Nous on se couche assez tot mais la fete dure toute la nuit, on s’endort au son de la fanfare. Le lendemain matin il y a foule sur la place, beaucoup de Boliviens s’etaient deplaces a Salinas pour faire la fete et maintenant ils font la queue devant le local d’autobus pour acheter une place.

On décide de tester un nouveau mode de transport pour rejoindre Oruro distant de plus de 200km : le camion Bolivien.
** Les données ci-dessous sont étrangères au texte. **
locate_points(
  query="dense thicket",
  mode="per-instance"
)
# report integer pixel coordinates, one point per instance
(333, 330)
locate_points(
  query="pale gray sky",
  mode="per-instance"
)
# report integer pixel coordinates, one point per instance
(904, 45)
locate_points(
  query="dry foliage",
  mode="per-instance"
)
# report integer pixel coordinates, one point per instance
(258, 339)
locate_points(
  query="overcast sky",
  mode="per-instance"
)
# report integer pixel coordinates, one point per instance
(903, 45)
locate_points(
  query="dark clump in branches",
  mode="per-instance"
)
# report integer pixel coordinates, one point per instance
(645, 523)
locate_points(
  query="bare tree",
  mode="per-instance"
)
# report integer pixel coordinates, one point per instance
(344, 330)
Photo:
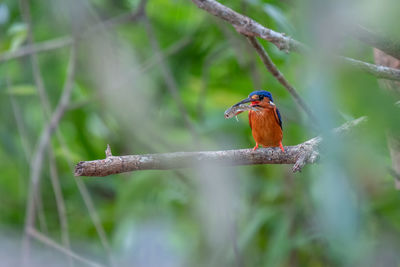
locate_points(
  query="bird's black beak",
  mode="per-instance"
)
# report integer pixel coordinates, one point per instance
(244, 101)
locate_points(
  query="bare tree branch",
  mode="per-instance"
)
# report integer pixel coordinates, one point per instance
(62, 213)
(279, 76)
(299, 155)
(249, 27)
(50, 243)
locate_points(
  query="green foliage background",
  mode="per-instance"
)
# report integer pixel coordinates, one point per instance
(342, 212)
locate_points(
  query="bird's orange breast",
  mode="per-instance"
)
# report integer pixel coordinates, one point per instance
(265, 127)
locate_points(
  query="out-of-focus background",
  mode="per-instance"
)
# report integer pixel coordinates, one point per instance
(156, 76)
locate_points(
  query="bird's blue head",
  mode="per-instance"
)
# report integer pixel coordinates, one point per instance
(261, 94)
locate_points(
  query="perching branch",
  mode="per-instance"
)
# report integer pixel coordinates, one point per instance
(64, 41)
(249, 27)
(299, 155)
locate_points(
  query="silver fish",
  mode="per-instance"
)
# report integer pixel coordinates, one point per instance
(236, 110)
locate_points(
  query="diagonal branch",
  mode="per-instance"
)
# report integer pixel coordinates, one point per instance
(249, 27)
(383, 43)
(299, 155)
(279, 76)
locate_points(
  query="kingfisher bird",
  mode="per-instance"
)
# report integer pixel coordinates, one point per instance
(266, 124)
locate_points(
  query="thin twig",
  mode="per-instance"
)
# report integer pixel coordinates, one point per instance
(249, 27)
(299, 155)
(37, 48)
(279, 76)
(50, 243)
(378, 71)
(26, 14)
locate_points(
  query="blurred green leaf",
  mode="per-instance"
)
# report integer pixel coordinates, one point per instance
(279, 17)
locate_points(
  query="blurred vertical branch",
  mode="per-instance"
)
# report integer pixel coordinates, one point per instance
(384, 59)
(271, 67)
(32, 232)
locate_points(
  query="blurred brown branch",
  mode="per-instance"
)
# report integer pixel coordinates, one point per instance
(249, 27)
(389, 46)
(60, 42)
(299, 155)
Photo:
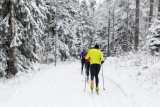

On se prépare a faire 6 heures de voyage a l’arrière d’un camion avec 30 autres personnes : bébés, enfants, jeunes, hommes, femmes, grand-mères et grands-pères … c’est franchement folklorique ! On est donc entasses, secoues : j’ai l’impression d’être une réfugiée ! Jérôme a l’impression d’être déporté ! En route, on essaye de dormir, on se protège de la poussière sous des couvertures en polaire. Il y a tellement de sable que les cheveux des gens ne sont plus noirs mais gris ….

Uyuni-Thunupa-Oruro00013.jpg

Uyuni-Thunupa-Oruro00014.jpg

On arrive a Oruro a la tombée de la nuit, on tourne un peu avant de trouver un hôtel avec de l’eau chaude : en effet on a vraiment besoin d’une douche, je n’ai jamais été aussi sale que maintenant.